Prove that V is an identity operator

Fix any basis $b$ and consider the matrix $A=V_b$. Then you know that there exist invertible matrices $S$ and $T$ such that $S^{-1}AS$ is unitary and $T^{-1}AT$ is positive definite.

Since similar matrices share eigenvalues, you see that the eigenvalues of $A$ have modulus $1$ (because $S^{-1}AS$ is unitary) and positive real (because $T^{-1}AT$ is positive definite).

This only leaves tha possibility that $A$ has the single eigenvalue $1$.

Now use that positive definite matrices are diagonalizable.

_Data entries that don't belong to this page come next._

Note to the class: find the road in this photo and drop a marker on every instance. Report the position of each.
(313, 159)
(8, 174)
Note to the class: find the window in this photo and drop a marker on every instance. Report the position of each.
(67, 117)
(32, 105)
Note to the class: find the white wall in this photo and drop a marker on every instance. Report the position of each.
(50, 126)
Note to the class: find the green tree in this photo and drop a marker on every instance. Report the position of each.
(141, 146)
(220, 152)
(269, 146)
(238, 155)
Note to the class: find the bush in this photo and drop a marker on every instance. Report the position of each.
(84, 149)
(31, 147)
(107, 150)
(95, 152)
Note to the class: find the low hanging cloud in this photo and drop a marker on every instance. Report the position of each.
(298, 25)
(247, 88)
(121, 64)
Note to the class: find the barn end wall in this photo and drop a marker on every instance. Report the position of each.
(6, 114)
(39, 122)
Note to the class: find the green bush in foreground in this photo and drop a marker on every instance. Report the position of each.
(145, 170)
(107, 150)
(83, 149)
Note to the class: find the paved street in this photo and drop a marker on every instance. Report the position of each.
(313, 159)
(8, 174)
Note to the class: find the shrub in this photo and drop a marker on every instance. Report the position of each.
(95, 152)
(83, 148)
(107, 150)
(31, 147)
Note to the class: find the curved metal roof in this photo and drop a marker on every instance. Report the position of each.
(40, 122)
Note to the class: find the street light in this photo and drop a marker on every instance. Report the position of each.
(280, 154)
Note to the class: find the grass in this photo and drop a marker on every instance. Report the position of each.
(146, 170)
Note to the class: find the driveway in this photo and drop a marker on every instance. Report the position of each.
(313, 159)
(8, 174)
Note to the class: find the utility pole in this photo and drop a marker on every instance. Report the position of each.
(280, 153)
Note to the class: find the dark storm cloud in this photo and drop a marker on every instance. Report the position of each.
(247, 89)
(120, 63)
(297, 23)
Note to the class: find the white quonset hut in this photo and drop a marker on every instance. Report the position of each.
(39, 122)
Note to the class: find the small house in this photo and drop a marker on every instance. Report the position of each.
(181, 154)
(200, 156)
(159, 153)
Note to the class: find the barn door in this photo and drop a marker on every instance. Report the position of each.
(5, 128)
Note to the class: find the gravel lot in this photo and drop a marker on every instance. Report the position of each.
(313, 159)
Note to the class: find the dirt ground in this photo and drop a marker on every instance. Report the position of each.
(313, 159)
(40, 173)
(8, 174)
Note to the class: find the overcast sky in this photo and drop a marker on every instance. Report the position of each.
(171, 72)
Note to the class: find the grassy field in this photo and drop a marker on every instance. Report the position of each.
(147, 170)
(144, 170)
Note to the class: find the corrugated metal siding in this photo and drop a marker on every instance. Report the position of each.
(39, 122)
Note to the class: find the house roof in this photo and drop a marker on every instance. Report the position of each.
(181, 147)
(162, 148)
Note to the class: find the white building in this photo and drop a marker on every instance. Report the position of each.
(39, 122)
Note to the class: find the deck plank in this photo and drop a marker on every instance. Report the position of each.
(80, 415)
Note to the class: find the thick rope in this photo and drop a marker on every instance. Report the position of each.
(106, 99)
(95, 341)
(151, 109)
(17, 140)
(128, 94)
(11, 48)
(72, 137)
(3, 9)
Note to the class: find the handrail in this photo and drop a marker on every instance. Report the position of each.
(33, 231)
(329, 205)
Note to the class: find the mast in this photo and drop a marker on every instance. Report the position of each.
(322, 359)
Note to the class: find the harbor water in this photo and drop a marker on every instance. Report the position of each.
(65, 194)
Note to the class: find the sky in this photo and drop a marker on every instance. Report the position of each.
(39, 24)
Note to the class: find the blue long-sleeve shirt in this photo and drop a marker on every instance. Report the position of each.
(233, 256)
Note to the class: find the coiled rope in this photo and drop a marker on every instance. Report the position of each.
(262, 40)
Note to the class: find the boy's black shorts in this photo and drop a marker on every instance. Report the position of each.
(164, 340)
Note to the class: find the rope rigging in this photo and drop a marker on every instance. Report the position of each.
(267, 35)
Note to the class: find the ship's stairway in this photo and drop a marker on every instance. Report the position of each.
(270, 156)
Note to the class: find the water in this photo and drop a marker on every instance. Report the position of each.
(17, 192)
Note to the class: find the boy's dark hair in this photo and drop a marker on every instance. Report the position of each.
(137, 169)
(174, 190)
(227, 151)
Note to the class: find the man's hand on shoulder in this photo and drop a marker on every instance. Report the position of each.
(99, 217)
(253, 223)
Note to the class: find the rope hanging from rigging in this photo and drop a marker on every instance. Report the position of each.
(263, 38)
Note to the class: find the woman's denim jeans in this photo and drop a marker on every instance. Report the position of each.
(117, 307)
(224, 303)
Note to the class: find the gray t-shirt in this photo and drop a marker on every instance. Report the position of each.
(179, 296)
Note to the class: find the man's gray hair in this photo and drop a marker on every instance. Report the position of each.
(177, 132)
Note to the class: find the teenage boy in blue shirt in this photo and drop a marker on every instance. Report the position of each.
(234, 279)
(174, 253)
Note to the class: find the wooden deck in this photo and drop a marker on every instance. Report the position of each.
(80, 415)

We have that $V$ is unitary and that $V$ is self-adjoint and positive definite. Hence

$$V^{-1}= V^*$$

and

$$V=V^*.$$

This gives $V^2=I$ thus

$$(V-I)(V+I)=0.$$

Since $V$ is positive definite, $-1$ is not an eigenvalue of $V$, therefore $V+I$ is invertible. This gives

$$V=I.$$


$V_f$ has the same spectrum as $V_e$ because both matrices are matrix representations of the same linear operator $V$ in some bases. Hence the eigenvalues of $V_f$ are positive real numbers (because $V_f$ is positive definite) with unit moduli (because $V_e$ is unitary), i.e. all eigenvalues of $V_f$ are equal to $1$. Hence $V_f=I$ and $V$ is the identity operator.